People on community corrections orders are at high-risk for hepatitis C but opportunities for hepatitis C care may be missed due to poor integration of prison-based healthcare. The C No More study is a pilot feasibility study of point-of-care hepatitis C testing and rapid treatment initiation delivered adjacent to community corrections settings in Melbourne, Australia, via a mobile, nurse and peer-led, low-threshold model of care.

Methods

We conducted a mixed methods evaluation using Levesque's Conceptual Framework of Access to Health to understand participants’ experiences and perspectives on the accessibility of this model of care. Interviewer-administered surveys were conducted with all participants after enrolment and initial testing, and qualitative in-depth interviews were conducted with a sample of those who completed the survey.

Results

500 participants completed the survey, and 20 participants undertook in-depth interviews.

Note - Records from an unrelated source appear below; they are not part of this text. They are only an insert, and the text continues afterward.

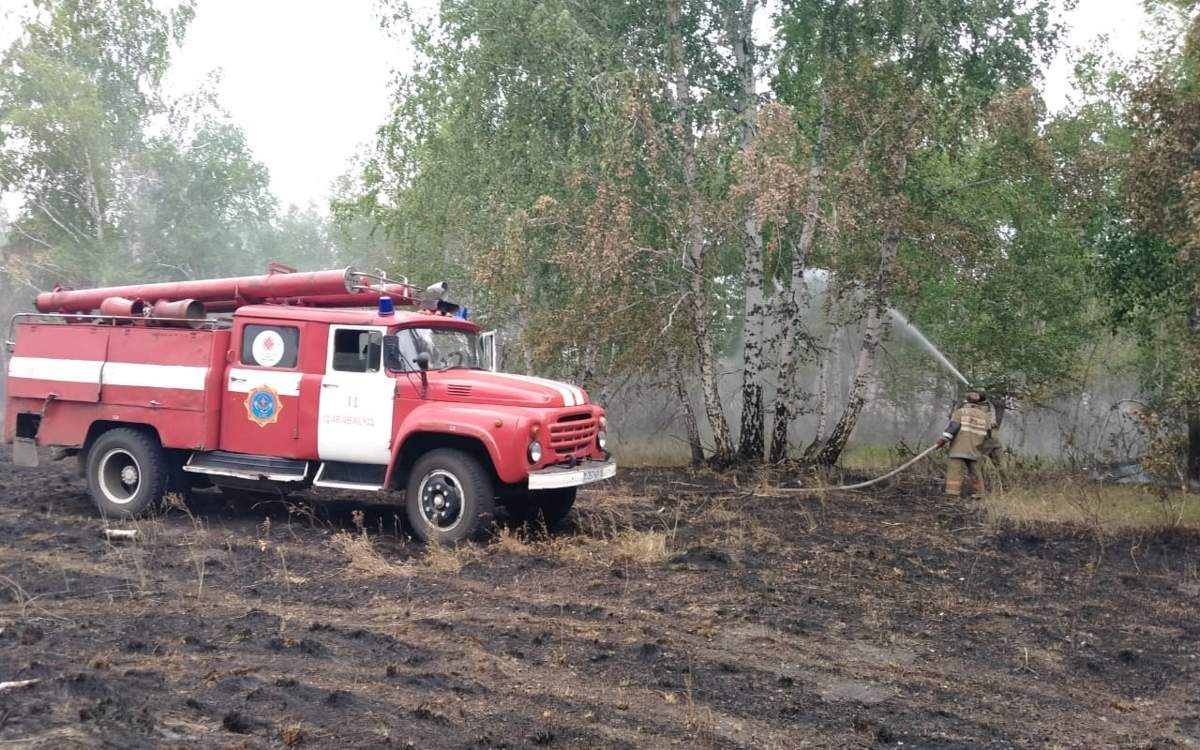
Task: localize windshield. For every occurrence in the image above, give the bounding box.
[386,328,480,372]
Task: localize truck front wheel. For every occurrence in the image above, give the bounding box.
[404,448,496,545]
[88,427,170,517]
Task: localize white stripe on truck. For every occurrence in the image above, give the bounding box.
[8,356,209,391]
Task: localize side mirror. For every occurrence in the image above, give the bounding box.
[383,336,404,372]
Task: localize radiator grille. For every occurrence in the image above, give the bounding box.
[550,412,598,456]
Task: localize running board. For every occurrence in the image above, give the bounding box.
[184,450,308,481]
[312,461,388,492]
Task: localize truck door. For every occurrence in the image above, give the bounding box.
[317,325,396,466]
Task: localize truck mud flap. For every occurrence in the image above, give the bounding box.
[12,438,37,467]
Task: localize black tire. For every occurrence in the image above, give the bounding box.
[508,487,578,532]
[404,448,496,545]
[86,427,172,518]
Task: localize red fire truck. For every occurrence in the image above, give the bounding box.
[4,265,617,542]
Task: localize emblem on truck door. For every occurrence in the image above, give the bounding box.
[245,385,283,427]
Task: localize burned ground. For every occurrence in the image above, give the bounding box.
[0,446,1200,750]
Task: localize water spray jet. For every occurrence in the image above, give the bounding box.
[888,307,971,388]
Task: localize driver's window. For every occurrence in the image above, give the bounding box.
[388,329,436,372]
[332,329,383,372]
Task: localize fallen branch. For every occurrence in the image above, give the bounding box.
[0,679,42,692]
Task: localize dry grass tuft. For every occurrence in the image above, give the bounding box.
[491,527,538,554]
[983,479,1200,536]
[329,532,409,576]
[422,544,479,574]
[280,721,307,748]
[607,529,667,565]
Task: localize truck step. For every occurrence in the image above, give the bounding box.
[312,461,388,492]
[184,450,308,481]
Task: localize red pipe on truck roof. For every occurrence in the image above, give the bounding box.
[36,268,410,313]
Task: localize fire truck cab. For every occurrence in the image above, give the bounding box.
[5,269,616,542]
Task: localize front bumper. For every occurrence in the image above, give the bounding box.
[529,458,617,490]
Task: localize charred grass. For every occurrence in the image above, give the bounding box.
[0,458,1200,750]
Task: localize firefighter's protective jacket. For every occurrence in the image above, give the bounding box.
[950,402,996,461]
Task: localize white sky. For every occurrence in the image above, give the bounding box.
[0,0,1145,216]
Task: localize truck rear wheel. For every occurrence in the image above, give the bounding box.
[88,427,170,517]
[508,487,578,530]
[404,448,496,545]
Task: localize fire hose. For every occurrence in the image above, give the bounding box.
[780,442,942,492]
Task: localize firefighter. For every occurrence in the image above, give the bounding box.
[937,391,997,498]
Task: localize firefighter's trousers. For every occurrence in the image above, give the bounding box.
[946,458,984,497]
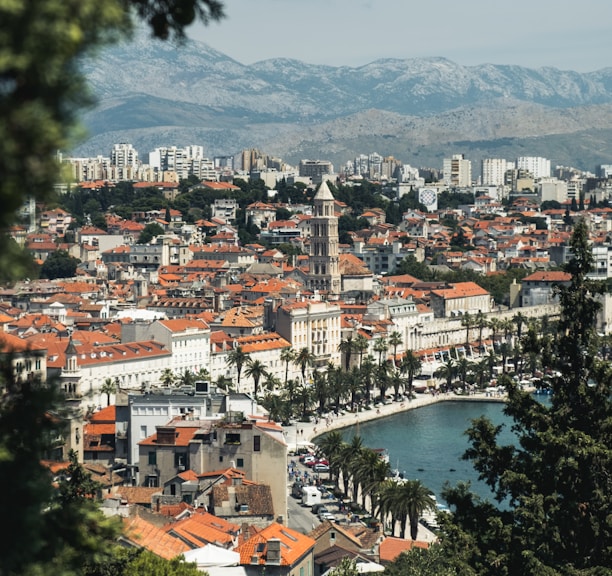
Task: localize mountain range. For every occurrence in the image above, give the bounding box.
[77,35,612,171]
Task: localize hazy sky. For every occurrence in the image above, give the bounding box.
[189,0,612,72]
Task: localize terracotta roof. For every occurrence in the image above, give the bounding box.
[236,522,316,566]
[167,510,240,548]
[521,270,572,282]
[379,536,429,562]
[123,516,191,560]
[115,486,162,506]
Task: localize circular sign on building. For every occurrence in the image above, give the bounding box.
[419,188,438,212]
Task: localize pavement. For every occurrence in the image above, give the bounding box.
[284,392,505,542]
[284,392,504,451]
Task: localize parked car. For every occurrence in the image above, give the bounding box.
[291,481,304,498]
[311,504,329,514]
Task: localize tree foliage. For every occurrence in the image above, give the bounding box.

Both quantitative and qualitative results indicated that participants found the C No More service approachable and accessible due to the informal outreach setting, the involvement of peer workers, and the convenient location of service delivery. Participants reported feeling comfortable seeking care in the van and found the service appropriate and easy to engage with due to the fingerstick point-of-care testing and individualised support provided by the nurse.

Conclusion

Multiple elements of the C No More model increased client-perceived service accessibility, including being located close to government services, point-of-care testing, and the person-centred, peer-based and non-judgemental nurse-led care provided. This study supports the implementation of other peer and nurse-led models of hepatitis C care in similar settings.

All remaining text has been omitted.